Needless to say the Government were not the only ones proud of their deal. In the following days the Irish Times’ Stephen Collins marveled at the “scale of the Government’s achievement“. Using the same phrase to lead not one, but two articles. He went on to reassure them the deal “should steady nerves…after a wobbly few weeks”. While it was a team effort, with the “Coalition’s credibility as well as the country’s vital national interest on the line”, there was still a opportunity to single out certain individuals who had risen above the rest.
The “elder statesman of the Government, Michael Noonan [gave] a lesson…about the importance of holding their nerve when things are looking their worst“. Mary Regan, of the Irish Examiner, declared that “Kenny has ushered in a Spring of Hope“, pulling off “his greatest political triumph so far”. The deal “would probably secure his legacy”, proving wrong all “those who doubted his leadership ability”. Miriam Lord was fascinated by the drama of it all, breathlessly commenting, “with all twists and turns of a spy novel, the Anglo riddle was solved” by a “hero” who “came up with as good as it gets”. And the Irish Independent declared it a “rare chink of light in an abysmal political landscape“.

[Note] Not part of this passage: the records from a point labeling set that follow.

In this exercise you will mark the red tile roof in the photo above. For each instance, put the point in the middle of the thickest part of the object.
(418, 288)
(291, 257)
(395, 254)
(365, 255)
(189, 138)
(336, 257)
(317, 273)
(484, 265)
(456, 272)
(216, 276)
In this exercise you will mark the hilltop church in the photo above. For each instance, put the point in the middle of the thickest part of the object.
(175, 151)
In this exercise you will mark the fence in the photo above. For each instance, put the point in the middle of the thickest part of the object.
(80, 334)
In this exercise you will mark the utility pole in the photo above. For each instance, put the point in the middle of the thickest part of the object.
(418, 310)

If it comes as surprise that political commentators chose to focus on the individual or party achievements, rather than, say, parsing the details of the actual deal, or perhaps the democratic circumstances in which it was passed. It’s probably because you failed to grasp the principle importance of the deal. As the Irish Times explained in it’s handy Q&A:
“Why was it so important to achieve a deal? Apart from the cost savings that will be realised under the newarrangement, the Government had hung its hat on the negotiations and thus needed the political victory that should ensue.”
So, apart from the minor question of what to do about the nationalising of 25bn euro worth of toxic bank debt, the Government had made a public commitment, and, well, it’s in serious need of coming through on one of those, for the sake of the Government. This is important because, as the Irish Independent explains, “right now, more than any other time, Ireland needs a stable government“. And with polls shifting away from the incumbents, “the deal could not have come at a better time politically for Fine Gael“. Thankfully, Noel Whelan was not the bearer of bad news, reporting a “massive boost for down-at-the-polls Coalition“.
Unfortunately for those of us who are not political correspondents with access to the halls of power, little energy was expended detailing how the deal was actually struck. Gene Kerrigan, writing in the Irish Independent, gave a taste of it. He explained how the “Dail bully-boys” mocked the legislative process, effectively undermining “by any means possible, what remains of a functioning opposition within the Oireachtas”. The performance was a “threat [to] our democracy”. If any of you had stayed up until the small hours to witness the debate, I’m sure, whether you agreed with the thrust of the deal or not, you’d have trouble disagreeing with this blunt characterisation.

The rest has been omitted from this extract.